RLHF, in broad strokes do Instruction Fine-Tuning estimate a reward model R(x,y) maximize that reward model Model Preferences as an NLP Problem Train:

\begin{equation} RM_{\phi}(x, y) \end{equation}

which models a human preference scores. Get preference data To get the preference data actually, ask the humans to RANK the rankings. Bradley-Terry Preference Model Suppose a human chose y^{w} over y^{l}. Then, Bradley-Terry Preference Model tells us that a good reward model R will minimize:

\begin{equation} J(\phi) = -\mathbb{E}_{(x, y^{w}, y^{l})} \left[\log \sigma \left(R_{\phi}(x, y^{w}) - R_{\phi}(x, y^{l})\right)\right] \end{equation}

PPO Then, we optimize this:

\begin{equation} \max_{\theta} \mathbb{E}\left[ RM_{\phi}(x, \hat{y}) - \beta \log \left( \frac{P_{\theta}^{RL} (\hat{y} | x)}{P_{\theta}^{orig} (\hat{y} | x)}\right)\right] \end{equation}

we have a penalty term to prevent large drifts. DPO What if there is a way to write R_{\phi}(x,y) directly in terms of p_{\theta}^{RL}(\hat{y}|x)? Our goal is to solve this problem:

\begin{equation} \max_{\theta} \mathbb{E}\left[ RM(x, \hat{y}) - \beta \log \left( \frac{P_{\theta}^{RL} (\hat{y} | x)}{P_{\theta}^{orig} (\hat{y} | x)}\right)\right] \end{equation}

There’s actually a closed-form solution to this!

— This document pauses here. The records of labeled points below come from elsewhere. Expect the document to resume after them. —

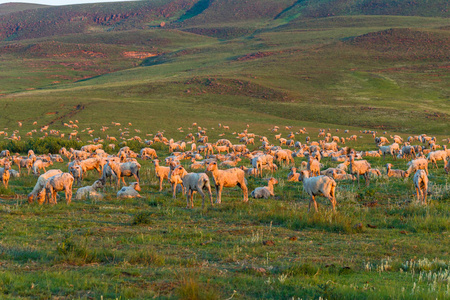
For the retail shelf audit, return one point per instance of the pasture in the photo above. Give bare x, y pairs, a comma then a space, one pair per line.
380, 243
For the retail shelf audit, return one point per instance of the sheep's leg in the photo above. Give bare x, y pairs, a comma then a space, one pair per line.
160, 183
244, 191
200, 191
219, 193
417, 193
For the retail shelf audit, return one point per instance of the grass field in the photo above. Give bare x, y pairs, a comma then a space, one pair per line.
356, 65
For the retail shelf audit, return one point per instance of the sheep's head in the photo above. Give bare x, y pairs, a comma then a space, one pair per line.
212, 166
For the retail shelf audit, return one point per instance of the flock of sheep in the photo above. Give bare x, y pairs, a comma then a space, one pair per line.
218, 160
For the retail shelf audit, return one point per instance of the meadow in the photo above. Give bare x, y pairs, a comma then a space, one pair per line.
347, 65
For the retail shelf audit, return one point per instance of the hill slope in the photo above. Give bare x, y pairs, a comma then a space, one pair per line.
227, 59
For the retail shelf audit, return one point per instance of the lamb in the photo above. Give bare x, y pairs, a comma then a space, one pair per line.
394, 172
320, 185
41, 164
194, 182
5, 174
417, 164
90, 191
313, 166
161, 173
38, 192
127, 169
145, 153
59, 182
358, 168
249, 171
390, 149
130, 191
293, 175
434, 156
421, 184
227, 178
266, 191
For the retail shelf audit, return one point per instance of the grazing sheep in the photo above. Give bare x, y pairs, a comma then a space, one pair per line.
417, 164
293, 175
249, 171
390, 149
146, 153
41, 164
397, 173
90, 191
130, 191
360, 167
319, 185
313, 166
5, 174
38, 192
194, 182
265, 191
127, 169
161, 173
57, 183
421, 184
434, 156
227, 178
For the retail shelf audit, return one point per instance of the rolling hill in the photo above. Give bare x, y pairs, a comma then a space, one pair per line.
368, 64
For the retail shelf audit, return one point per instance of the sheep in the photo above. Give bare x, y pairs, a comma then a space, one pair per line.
41, 164
434, 156
313, 166
145, 153
421, 184
127, 169
130, 191
293, 175
5, 174
390, 149
161, 173
358, 168
56, 183
284, 156
266, 191
394, 172
320, 185
417, 164
249, 171
38, 192
259, 161
90, 191
194, 182
230, 163
227, 178
447, 167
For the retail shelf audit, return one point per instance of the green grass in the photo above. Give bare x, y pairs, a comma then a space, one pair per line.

\begin{equation} p^{*} (\hat{y} | x) = \frac{1}{Z(x)} p^{orig} (\hat{y}|x) \exp \left(\frac{1}{\beta} RM(x| \hat{y})\right) \end{equation}

where Z(x) = \sum_{\hat{y} \in y}^{} p^{orig}(\hat{y}|x). Notice! Computing the normalization term Z is intractable! But first, we rearrange this equation to get:

\begin{equation} RM(x, \hat{y}) = \beta \log \frac{p^{*}(\hat{y}|x)}{p^{PT}(\hat{y}|x)} + \beta \log Z(x) \end{equation}

Now, we want to solve for a p^{*} given reward signal, so let’s parametrize it:

\begin{equation} RM_{\theta}(x, \hat{y}) = \beta \log \frac{p_{\theta}(\hat{y}|x)}{p^{PT}(\hat{y}|x)} + \beta \log Z(x) \end{equation}

(issue: wait, but in the beginning \theta = PT, so \log (1) = 0, and this whole thing is 0…. we will get to that, also Z is still intractable.) Now! Recall Bradley-Terry Preference Model: a good RM_{\theta} should

\begin{equation} \min_{\phi} -\mathbb{E}_{(x, y^{w}, y^{l})} \left[\log \sigma \left(R_{\phi}(x, y^{w}) - R_{\phi}(x, y^{l})\right)\right] \end{equation}

Plugging our expression for RM_{\theta} from an equation ago into here, you’ll notice the Z CANCELLS OUT! And this gives:

\begin{equation} \min_{\theta} -\mathbb{E}_{(x, y^{w}, y^{l})} \left[\log \sigma \left(\beta \log \frac{p_{\theta}(y^{w}|x)}{p_{PT}(y^{w}|x)} - \beta \log \frac{p_{\theta}(y^{l}|x)}{p_{PT}(y^{l}|x)}\right)\right] \end{equation}